Beyond the development of the educational tool, there are a number of things that need to done. First is develop a world where Barker's Imajical Dominions, Mièville's Bas Lag, and DeLint's Newford can exist happily side by side. For the most part, I think that task is done and ready for input – each of those can be a Realm in the Plasm, or a place in the Tell. More difficult is infusing the game with the sensibilities of those novels, highlighting the surreal as a way to throw choice into sharp relief. Another part is the incorporation of myth, legend, and folklore, including all the gods and fairies and monsters from them, into the explanation of the world. Again, I think this is easily accomplished given the setting and history that I've built. The most difficult piece is incorporating all of these things into our modern world, in such a way that the three themes of Crux are also painfully obvious and nigh impossible to avoid.

Another focus behind the Quest is the Heroic Cycle. Basically, the hero gets a call (or some other impetus to go on a quest), deals with various challenges, passes guardians into the Otherworld, gains the Boon (the MacGuffin, the point of the quest, something which will help himself or his people). The hero then escapes from the Otherworld to present the Boon to whoever was asking for it, and voila, the cycle starts again. You can read more about it in Joseph Campbell’s The Hero with a Thousand Faces.

Crux is intended to mirror that Cycle, and so part of our task is invoke the mood of the cycle through art, rules, and story. Think of your favorite hero tales (about Thor, Cinderella, CuChulainn, or even Superman, Spiderman, or the Hulk) and think of the themes that show up again and again: responsibility, transformation, and increasingly greater meaning to their lives. They wade through darkness, the morbid, and the disheartening, to ultimately triumph in a blaze of glory.
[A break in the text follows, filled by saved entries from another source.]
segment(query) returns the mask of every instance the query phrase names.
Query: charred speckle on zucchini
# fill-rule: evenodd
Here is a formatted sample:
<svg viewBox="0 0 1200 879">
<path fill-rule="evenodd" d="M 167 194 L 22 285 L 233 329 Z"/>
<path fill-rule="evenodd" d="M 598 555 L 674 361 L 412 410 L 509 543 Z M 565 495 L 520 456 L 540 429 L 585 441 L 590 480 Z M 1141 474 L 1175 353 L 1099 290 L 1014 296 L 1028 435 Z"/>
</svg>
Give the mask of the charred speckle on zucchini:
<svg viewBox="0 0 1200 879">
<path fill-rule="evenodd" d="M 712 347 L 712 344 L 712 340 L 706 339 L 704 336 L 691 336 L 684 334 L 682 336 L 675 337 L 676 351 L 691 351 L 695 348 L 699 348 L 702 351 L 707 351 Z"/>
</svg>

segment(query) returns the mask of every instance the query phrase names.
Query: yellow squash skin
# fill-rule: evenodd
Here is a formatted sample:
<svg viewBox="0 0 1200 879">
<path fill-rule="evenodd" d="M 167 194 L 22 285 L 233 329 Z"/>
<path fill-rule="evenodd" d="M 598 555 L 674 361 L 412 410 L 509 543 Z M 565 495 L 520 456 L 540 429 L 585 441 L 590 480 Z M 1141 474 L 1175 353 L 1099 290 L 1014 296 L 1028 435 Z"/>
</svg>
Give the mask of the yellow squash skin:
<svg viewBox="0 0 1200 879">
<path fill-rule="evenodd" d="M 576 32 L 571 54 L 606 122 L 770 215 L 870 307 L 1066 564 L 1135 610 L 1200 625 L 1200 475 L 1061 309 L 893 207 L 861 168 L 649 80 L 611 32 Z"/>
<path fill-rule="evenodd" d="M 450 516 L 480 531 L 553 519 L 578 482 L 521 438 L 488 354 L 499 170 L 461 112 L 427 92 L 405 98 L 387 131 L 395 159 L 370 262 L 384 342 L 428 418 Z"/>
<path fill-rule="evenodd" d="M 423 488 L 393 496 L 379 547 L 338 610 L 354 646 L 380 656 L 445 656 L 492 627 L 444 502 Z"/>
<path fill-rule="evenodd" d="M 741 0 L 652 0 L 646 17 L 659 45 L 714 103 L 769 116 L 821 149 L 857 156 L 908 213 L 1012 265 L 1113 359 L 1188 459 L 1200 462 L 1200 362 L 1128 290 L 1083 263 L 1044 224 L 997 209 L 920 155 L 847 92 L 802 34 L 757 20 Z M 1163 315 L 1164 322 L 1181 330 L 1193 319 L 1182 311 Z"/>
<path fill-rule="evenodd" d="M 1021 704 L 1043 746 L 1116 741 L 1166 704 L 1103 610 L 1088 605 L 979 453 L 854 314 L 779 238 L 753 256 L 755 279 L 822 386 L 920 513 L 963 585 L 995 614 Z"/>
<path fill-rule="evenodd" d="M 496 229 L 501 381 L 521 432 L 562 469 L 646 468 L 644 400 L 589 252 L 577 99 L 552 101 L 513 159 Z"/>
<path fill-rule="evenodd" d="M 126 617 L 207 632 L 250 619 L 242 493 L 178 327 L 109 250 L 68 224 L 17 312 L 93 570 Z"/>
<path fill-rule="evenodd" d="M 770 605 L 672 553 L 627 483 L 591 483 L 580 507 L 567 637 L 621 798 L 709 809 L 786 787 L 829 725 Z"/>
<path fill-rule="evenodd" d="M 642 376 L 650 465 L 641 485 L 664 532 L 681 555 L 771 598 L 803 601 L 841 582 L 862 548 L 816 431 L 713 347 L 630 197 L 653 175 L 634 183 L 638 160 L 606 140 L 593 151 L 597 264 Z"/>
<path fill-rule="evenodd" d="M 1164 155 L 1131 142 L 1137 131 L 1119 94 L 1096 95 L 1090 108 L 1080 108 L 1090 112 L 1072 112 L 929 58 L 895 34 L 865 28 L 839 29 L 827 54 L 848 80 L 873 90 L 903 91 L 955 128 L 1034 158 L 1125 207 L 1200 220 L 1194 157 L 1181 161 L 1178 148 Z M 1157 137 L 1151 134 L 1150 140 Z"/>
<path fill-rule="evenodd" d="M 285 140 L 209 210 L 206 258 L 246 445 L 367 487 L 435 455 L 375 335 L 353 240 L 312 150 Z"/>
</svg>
Throw a surreal blanket over the top of that, and you have the setting of Crux. The artwork and the text should have a feeling of challenge, the guardians at the gate of play and drama, but with a clear understanding that there’s light at the end of the tunnel. Not so dark as the WoD™ art, because there is salvation and rescue, confirmed and guaranteed as part of the game, as part of myth, and not some angst-producing potential possibility when your character has gained 3,609 dots in Humanity, or some other such trait. Every story-arc ends in a bright clearing of success. Perhaps there are all sorts of strange beings in the clearing with the hero, friends he or she has made during the trials of their path, or maybe not. Either way, the darkness and urgency of their task ends, and they move on to the next, more fulfilling phase of their life.